Our study strengthens and extends prior work in several ways: (1) by using a sizeable sample (n = 100) with clear stratification of clinical severity; (2) showing graded increases in MRI abnormalities across severity stages; (3) quantifying a burden score and correlation; and (4) confirming older age as a factor in severity. While older reviews have described typical MRI findings (meningeal enhancement, hydrocephalus, infarcts). Our focus on correlation with severity adds a prognostic dimension.Clinically, the strong associations observed suggest that MRI findings (especially hydrocephalus, infarcts, parenchymal edema) may help clinicians stratify patients at high risk for poor outcomes and may therefore influence decisions regarding early aggressive therapy, closer monitoring, neurosurgical evaluation for hydrocephalus, or adjunctive therapies.(17)

 

Limitations

There are limitations: first, this is a single-centre observational study and causality cannot be firmly established. Second, the MRI burden score is novel and requires validation in external studys.
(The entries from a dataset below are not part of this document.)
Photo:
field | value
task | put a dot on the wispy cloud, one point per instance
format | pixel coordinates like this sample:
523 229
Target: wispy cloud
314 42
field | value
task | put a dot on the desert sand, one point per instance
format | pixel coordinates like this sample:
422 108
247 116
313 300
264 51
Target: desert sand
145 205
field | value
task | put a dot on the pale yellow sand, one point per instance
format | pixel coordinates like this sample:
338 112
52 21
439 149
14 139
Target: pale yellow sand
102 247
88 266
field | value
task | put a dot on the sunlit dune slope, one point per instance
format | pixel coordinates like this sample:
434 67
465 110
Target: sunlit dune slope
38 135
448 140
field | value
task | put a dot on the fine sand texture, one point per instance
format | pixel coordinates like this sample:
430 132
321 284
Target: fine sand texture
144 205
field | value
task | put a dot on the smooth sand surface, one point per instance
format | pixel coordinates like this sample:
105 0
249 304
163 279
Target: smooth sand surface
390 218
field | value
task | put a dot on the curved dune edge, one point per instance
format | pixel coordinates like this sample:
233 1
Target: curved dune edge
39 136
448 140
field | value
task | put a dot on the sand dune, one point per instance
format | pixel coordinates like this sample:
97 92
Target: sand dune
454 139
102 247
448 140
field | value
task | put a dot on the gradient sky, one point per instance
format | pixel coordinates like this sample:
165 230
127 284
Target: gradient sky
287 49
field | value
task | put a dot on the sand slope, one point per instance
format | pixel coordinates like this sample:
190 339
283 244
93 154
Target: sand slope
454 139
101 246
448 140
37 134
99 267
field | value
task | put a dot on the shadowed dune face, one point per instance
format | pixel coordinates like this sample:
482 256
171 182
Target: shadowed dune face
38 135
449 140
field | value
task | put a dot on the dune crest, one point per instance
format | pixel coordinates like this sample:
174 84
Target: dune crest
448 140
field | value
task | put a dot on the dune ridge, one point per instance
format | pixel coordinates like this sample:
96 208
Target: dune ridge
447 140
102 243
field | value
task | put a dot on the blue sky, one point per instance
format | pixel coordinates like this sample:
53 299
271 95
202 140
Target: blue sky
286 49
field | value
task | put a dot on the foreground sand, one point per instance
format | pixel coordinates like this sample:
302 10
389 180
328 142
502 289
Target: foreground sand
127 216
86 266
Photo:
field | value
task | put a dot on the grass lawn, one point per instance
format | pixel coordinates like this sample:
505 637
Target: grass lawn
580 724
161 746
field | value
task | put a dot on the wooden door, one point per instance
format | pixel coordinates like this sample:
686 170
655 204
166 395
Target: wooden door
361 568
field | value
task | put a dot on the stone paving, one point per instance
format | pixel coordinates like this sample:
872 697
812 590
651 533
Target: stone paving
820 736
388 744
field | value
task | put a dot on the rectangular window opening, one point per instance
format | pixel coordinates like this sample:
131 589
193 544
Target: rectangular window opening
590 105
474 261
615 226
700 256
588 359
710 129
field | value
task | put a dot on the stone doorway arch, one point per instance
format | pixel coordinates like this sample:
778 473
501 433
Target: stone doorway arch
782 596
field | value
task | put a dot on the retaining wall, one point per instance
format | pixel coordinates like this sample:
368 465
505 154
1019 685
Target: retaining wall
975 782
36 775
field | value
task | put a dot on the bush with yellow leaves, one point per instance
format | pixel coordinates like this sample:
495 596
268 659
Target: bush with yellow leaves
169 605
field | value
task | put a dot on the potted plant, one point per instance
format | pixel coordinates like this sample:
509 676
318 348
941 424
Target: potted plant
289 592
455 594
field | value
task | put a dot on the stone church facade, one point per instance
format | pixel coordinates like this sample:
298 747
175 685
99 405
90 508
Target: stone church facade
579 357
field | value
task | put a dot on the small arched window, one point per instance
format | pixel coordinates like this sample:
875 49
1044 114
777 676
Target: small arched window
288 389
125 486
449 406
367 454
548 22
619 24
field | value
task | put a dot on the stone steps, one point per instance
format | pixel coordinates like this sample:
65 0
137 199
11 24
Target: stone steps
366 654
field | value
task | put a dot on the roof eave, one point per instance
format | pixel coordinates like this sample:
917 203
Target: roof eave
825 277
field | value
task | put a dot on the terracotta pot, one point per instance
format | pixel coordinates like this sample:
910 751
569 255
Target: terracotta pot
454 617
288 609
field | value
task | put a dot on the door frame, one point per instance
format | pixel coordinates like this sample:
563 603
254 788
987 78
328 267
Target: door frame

Third, while we stratified by severity, long-term outcome data were not included here; thus, whether imaging findings predict outcome beyond severity at presentation remains to be studied.

CONCLUSION

In conclusion, this study demonstrates that in TBM, older age and multiple MRI abnormalities (basal meningeal enhancement, hydrocephalus, infarctions, cranial nerve involvement, parenchymal edema) are significantly associated with higher clinical severity. The findings reinforce earlier literature and provide quantified imaging–clinical linkage, which may help refine risk stratification and guide management in TBM.